Blushing Beef Stew


beef stew

Blushing Beef Stew

Recipe submitted in 1957 for our 4-H and FHA Favorite Food Show recipe booklet. This recipe celebrates International Carrot Day (April 4th).
Prep Time 15 minutes
Cook Time 2 hours 30 minutes
Total Time 2 hours 45 minutes
Course Main Course
Servings 4 people


  • 1 Propane stove and oven


Beef Stew

  • 2 medium Onions
  • 3 tbsp Shortening
  • 1 1/2 pounds Beef Chuck or Stew Meat
  • 1/4 tsp Pepper
  • 1 tsp Salt
  • 2 cups Water
  • 3 tbsp Flour
  • 6 small Carrots
  • 1 cup Peas cooked

Tomato Biscuit Ring

  • 3 cups Bisquick
  • 1 1/2 cups Tomato Juice
  • 1/8 tsp Allspice


Beef Stew

  • Melt shortening in a pot on a propane stove and brown onions.
  • Cut meat into two inch squares and gently brown. Add seasoning and liquid. Coverand simmer gently about 1.5 hours or until meat is fairly tender.
  • Add diced carrots and cook about 15 minutes longer.
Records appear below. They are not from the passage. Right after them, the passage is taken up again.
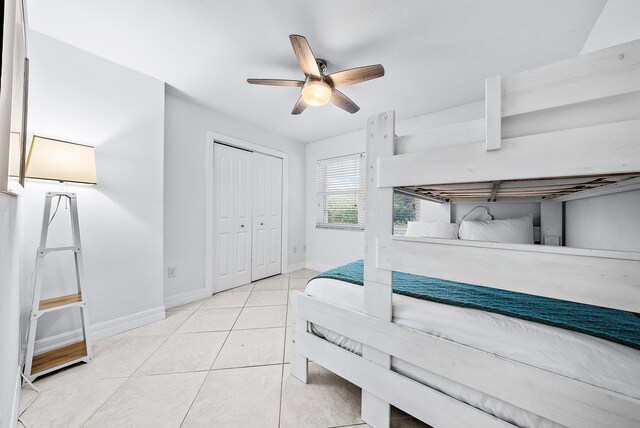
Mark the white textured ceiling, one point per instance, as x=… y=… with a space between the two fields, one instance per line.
x=436 y=53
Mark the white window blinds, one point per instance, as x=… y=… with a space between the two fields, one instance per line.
x=340 y=190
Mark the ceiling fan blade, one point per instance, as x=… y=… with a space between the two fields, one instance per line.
x=299 y=107
x=342 y=101
x=355 y=75
x=304 y=55
x=276 y=82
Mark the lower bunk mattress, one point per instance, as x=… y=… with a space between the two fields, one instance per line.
x=573 y=354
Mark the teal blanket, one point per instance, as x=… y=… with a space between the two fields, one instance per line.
x=610 y=324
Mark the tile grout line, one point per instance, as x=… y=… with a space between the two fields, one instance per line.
x=284 y=350
x=230 y=330
x=136 y=370
x=214 y=360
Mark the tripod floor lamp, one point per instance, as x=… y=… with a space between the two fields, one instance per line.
x=61 y=161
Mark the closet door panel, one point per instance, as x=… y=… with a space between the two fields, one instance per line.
x=223 y=217
x=260 y=208
x=274 y=257
x=243 y=218
x=232 y=217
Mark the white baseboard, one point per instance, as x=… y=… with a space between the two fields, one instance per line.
x=296 y=266
x=102 y=330
x=317 y=266
x=15 y=410
x=188 y=297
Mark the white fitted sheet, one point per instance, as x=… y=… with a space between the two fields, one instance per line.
x=576 y=355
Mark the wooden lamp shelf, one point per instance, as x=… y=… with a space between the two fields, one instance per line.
x=59 y=357
x=57 y=302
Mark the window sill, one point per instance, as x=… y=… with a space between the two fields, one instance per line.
x=345 y=228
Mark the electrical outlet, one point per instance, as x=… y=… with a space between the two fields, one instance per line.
x=171 y=271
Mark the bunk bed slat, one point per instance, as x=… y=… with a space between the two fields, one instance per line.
x=537 y=390
x=594 y=277
x=605 y=73
x=595 y=150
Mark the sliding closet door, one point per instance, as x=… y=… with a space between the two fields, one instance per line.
x=233 y=188
x=267 y=217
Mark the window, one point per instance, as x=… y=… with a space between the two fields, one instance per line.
x=405 y=208
x=340 y=189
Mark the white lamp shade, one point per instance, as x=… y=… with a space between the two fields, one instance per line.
x=61 y=161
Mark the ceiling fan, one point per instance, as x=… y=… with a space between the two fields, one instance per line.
x=318 y=89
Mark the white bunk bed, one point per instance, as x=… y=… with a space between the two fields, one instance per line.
x=566 y=130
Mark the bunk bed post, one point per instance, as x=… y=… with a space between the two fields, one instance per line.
x=377 y=282
x=299 y=363
x=493 y=113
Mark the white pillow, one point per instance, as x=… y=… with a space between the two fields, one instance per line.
x=432 y=230
x=510 y=231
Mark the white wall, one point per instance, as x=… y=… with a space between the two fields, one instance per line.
x=328 y=248
x=186 y=125
x=617 y=23
x=10 y=261
x=608 y=222
x=79 y=97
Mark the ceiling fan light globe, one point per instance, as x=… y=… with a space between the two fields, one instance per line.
x=316 y=93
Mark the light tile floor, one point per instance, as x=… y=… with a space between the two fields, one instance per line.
x=219 y=362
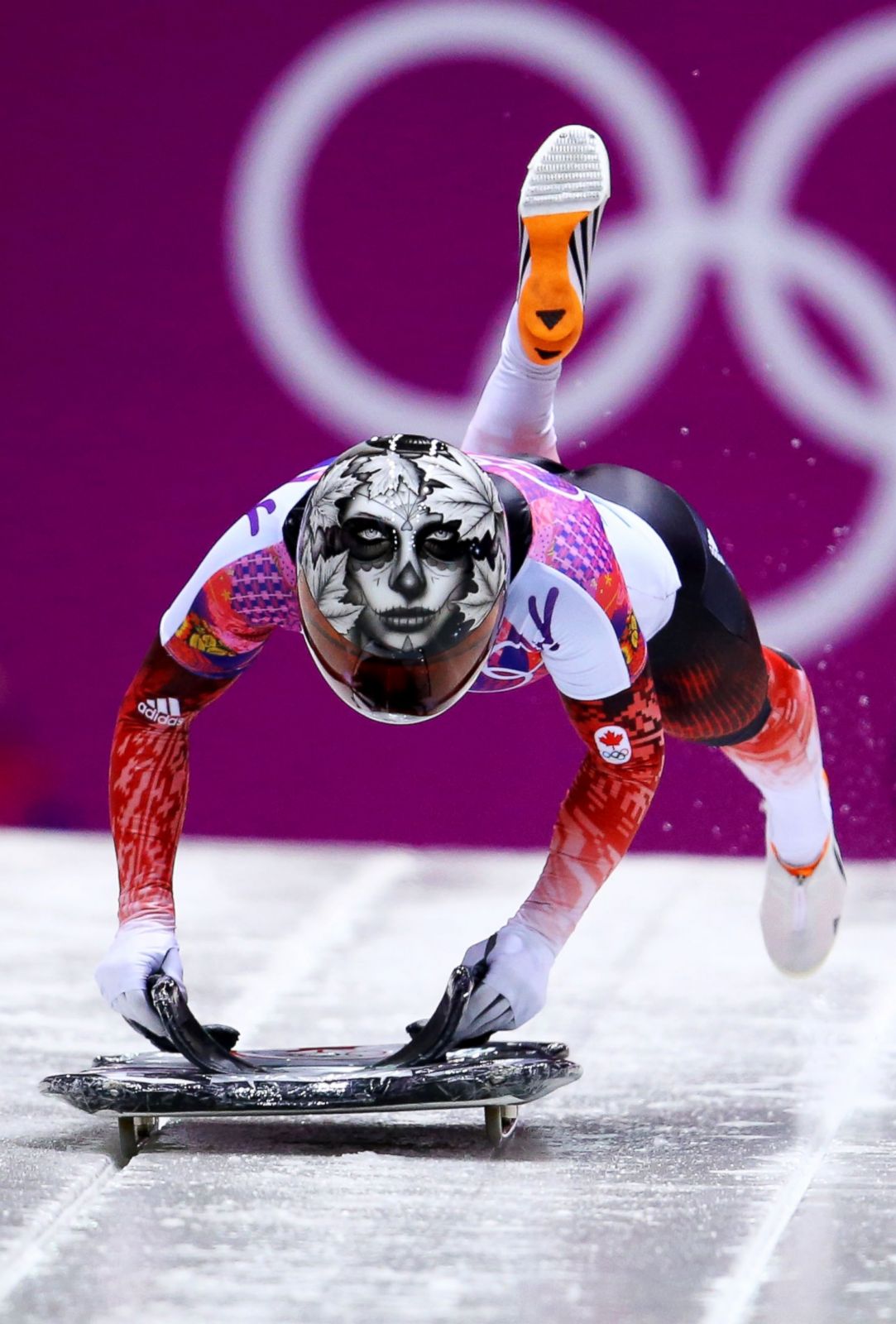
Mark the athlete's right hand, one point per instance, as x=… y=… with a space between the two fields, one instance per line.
x=141 y=948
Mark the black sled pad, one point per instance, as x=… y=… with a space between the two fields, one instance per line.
x=317 y=1081
x=209 y=1079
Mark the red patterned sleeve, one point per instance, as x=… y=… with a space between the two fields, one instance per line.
x=148 y=779
x=604 y=808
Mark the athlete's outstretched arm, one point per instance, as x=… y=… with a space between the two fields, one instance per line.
x=604 y=807
x=148 y=780
x=597 y=823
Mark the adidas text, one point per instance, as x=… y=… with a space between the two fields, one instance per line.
x=165 y=712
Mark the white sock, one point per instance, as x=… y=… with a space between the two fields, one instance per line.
x=515 y=410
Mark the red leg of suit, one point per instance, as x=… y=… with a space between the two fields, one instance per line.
x=783 y=760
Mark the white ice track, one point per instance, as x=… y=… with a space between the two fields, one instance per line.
x=728 y=1158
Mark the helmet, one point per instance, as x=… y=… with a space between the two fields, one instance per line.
x=403 y=562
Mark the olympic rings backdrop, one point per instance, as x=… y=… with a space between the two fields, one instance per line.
x=244 y=237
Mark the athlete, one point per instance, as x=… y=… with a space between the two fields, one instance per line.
x=419 y=571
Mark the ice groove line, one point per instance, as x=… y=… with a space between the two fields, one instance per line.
x=324 y=928
x=310 y=943
x=732 y=1302
x=31 y=1249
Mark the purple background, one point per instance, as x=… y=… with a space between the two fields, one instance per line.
x=141 y=419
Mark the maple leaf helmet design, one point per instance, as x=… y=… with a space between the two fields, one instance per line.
x=401 y=562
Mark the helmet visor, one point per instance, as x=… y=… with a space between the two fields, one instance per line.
x=403 y=575
x=399 y=688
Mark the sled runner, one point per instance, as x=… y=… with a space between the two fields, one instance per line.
x=199 y=1074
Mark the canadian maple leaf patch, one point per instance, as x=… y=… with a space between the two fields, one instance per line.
x=613 y=745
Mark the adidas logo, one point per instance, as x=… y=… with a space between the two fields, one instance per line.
x=165 y=712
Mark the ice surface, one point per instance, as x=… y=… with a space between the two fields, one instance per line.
x=728 y=1155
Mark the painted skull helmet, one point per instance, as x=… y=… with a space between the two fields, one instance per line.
x=403 y=563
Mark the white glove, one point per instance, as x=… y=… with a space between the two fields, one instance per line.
x=141 y=948
x=516 y=973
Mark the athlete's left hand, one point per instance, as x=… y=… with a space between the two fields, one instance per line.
x=514 y=984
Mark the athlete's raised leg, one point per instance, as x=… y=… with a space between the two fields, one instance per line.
x=805 y=885
x=562 y=203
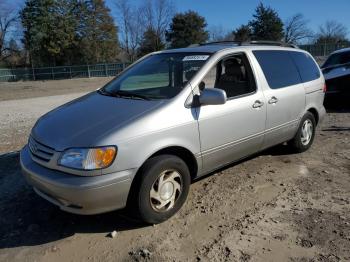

Stir three tbsp flour into 1.5 cup cold water to form a smooth paste.
  • Add to stew and cook about 10 minutes longer. Add cooked peas.

Tomato Biscuit Ring

  • Add tomato juice to Bisquick and allspice. Stir with a fork into a soft dough. It will be stiff but sticky.
  • Bake in greased 8 inch ring mold for 25 to 30 minutes at 425. Serve with stew in center of ring.